Солдат дернулся рукой к ширинке, а когда понял, что его прикололи – обиделся. Круглое светлое личико у белобрысого солдатика-первогодка пошло пятнами, и он решил, что он подкараулит зэка в тамбуре, чтобы садануть сапогом в копчик.
– Ходи себе кроликом и не вякай, – буркнул Иван.
– Ну!.. Ну, доходяга, схлопочешь утром!
Затопал обиженно по проходу.
– У блатных, что ли, нахватался? – укорил из-за перегородки Смертник. – Ты с них не рисуй, у них другая жизнь, другие песни. Они всегда в стае. Ты, Ваня, будь крепким мужиком и на рожон зря не лезь
– Молчать! Я кому сказал?! – снова прицепился круглолицый солдатик, страшно выпучив глаза.
– Сынок, на кого орешь?! Ты что, не понимаешь?.. Вот появится начальство – ори. А сейчас незачем. Дай-ка лучше мне закурить.
Солдат вздохнул, как бы выпуская из себя пар, полез за сигаретами. Сунул две штуки. «Может, спичек?» – спросил, глядя с нескрываемым сочувствием на Смертника, стыдясь за свой крик.
Петр Кауров верхом передал сигарету. Сказал:
– Покури да подумай. Хорошо подумай. Мне шестьдесят второй год всю жизнь изломал, но за дело. Мы тогда верили искренне, что забастовку поддержит весь Новочеркасск, вся страна. И тогда!..
Он умолк. Что-то не выговаривалось. Он сам, похоже, не понимал этого «и тогда!».
Выгружали из вагонзака на перрон ранним утром с нервной озлобленностью. Принимал встречный конвой во главе с прапорщиком, который щедр оказался на тычки и матерщину. Заспорил яростно с лейтенантом, не желавшим нарушать какую-то инструкцию.
Этап расставили по двое и повели вдоль состава, преграждавшего путь. Но вскоре поворотили назад. Запыхавшийся прапорщик, топоча яловыми сапожищами, прорысил в голову колонны.
– Сажай всех! Сажай! – орал он и попутно поносил всяко-разно железнодорожное начальство. Конвой окриками и пинками взялся сажать арестованных на раскисший снег.
Остался стоять лишь Смертник.
Лейтенант, срываясь на дискант, кричал: «Сесть! Кому сказано?!» Дергал вниз за наручники.
Но Кауров словно не слышал, не замечал этих подергиваний, спокойно и непоколебимо стоял, возвышаясь над всеми.
Подскочил прапорщик.
– Ты что… гад?! Сесть!
– Пошел ты!.. – буркнул Смертник и даже не шевельнулся.
Он знал, что эти запахи, перрон, вокзал вдали, подсвеченный фонарями, гудки маневрового тепловоза – все в последний раз. Ему стало досадно, что разные сявки орут, дергают, не дают постоять спокойно, хлебнуть воздух раздышливо, полной грудью.

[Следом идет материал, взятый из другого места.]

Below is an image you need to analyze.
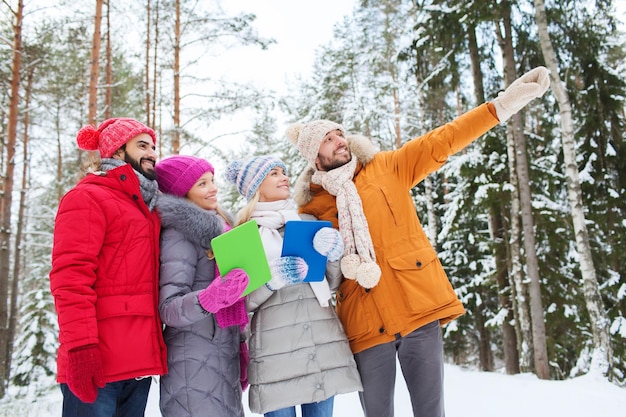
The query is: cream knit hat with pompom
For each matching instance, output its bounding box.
[285,119,346,168]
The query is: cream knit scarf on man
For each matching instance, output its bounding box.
[250,200,331,307]
[311,156,380,288]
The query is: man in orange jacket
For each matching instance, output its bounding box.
[286,67,550,417]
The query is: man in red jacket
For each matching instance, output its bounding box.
[287,67,550,417]
[50,118,167,417]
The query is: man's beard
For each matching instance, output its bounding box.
[124,153,156,181]
[319,152,352,172]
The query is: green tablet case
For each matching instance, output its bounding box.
[211,220,272,296]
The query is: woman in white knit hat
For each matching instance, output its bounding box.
[226,156,362,417]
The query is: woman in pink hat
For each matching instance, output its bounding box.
[156,155,249,417]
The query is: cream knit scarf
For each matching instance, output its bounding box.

– Ах ты!.. – Прапорщик заозирался по сторонам, наливаясь дурнотной краснотой. Выхватил пистолет. – Сесть! Считаю до трех…
– Стреляй сразу!
Прапорщик пистолетом потыкал, но даже предохранитель не стронул, духу не хватило стрельнуть в упор и не имел права, однако, войдя в раж, не мог отступить.

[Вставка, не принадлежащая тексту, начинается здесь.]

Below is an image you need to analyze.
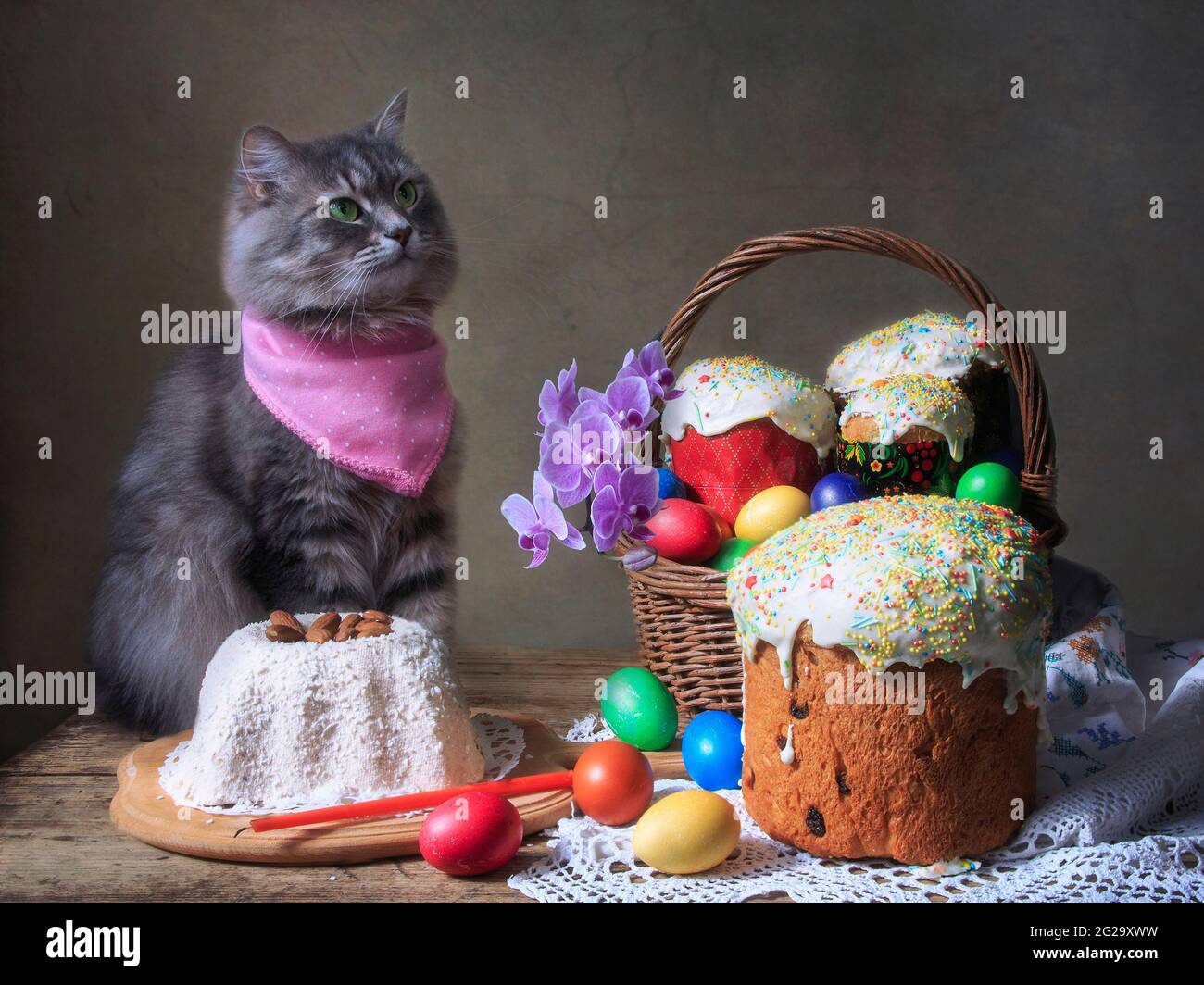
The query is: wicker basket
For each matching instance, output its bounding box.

– Ниче, со мной не поиграисся… Щас штыками посадим! Никитенко, Сафаров, ко мне! – заорал прапорщик басисто, натренированно.

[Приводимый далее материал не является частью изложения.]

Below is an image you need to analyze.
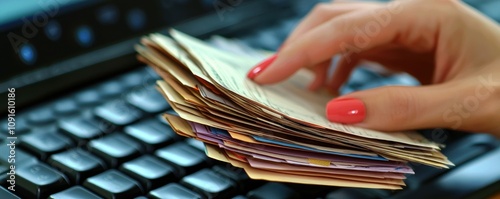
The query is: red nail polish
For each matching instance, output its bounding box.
[247,55,276,80]
[326,98,366,124]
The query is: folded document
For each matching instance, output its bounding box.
[136,30,453,189]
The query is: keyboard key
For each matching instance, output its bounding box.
[0,140,38,166]
[212,164,261,192]
[99,81,125,98]
[20,133,72,160]
[155,142,207,173]
[392,148,500,199]
[75,89,102,106]
[407,134,498,188]
[49,186,101,199]
[181,168,236,198]
[53,98,79,115]
[94,100,142,126]
[247,182,300,199]
[148,183,202,199]
[83,169,142,199]
[0,115,30,135]
[0,187,21,199]
[124,119,178,151]
[120,155,176,190]
[325,188,378,199]
[127,85,170,113]
[48,148,106,184]
[27,106,56,125]
[88,133,142,167]
[58,118,102,143]
[16,163,69,198]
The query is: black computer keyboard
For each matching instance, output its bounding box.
[0,64,500,199]
[0,0,500,199]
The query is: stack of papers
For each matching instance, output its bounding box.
[136,30,453,189]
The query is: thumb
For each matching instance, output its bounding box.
[326,85,459,131]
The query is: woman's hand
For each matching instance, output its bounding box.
[248,0,500,135]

Рядом резко гуднул электровоз, лязгнули сцепки. Все повернулись на грохот, невольно отстраняясь от состава, преграждавшего путь. И в тот же миг заверещал пронзительно лейтенант.
Смертник Кауров уцепил его левой рукой за мотню, а правой за китель у горла и взметнул в воздух, как тряпичную куклу. Сшиб прапорщика. Сшиб набегавших следом солдат, действуя словно пращой.
Солдат, стоявший в голове колонны, передернул затвор, вскинул к плечу автомат, но сухолицый маленький строгач швырнул в него кружку с выдохом горловым: «хх-га-а!» Солдат дернулся, мазнул и вторично выстрелить не успел. Смертник сшиб его ногами и побежал через пути в сторону грузовой станции, вскинув на спину оглоушенного лейтенанта.
Капитан – начальник конвоя – бежал от воронка и орал:
– Огонь! Огонь по ногам!
Запоздало ударили выстрелы из хвоста колонны. Капитан вместе с солдатами, действовавшими прикладами, сшибал строгачей и тех, кто вскочил вместе с ними, на землю лицом вниз.
Припав на одно колено, стрелял из пистолета прапорщик, выцеливая ноги бегущего, но мазал раз за разом, как все остальные стрелки. Пули с визгом рикошетили от бетонных шпал, взрыхляли щебенку, а Смертник все бежал и бежал.
Первогодок солдат-проводник держал замерзшие руки в карманах, когда овчарка мощно дернулась за убегавшим, поэтому на ногах не устоял. Упал, растерялся. Ему бы подтянуть свободной рукой овчарку, отстегнуть карабинчик, а он взялся распутывать тугой петлей захлестнувшийся поводок. Овчарка рвалась вперед, тащила его за собой.
Вдруг Смертник упал. Упал прямо на путях. А сзади накатывал грузовой состав.
– Порежет! – взвизгнул кто-то.
Стрельба прекратилась.
– Сафаров, за мной! – скомандовал прапорщик.
Обросший жирком, пузатый, бежал он тяжело, медленно. Но, опережая обоих, понеслась стелющимся наметом овчарка, охлестывая себя поводком.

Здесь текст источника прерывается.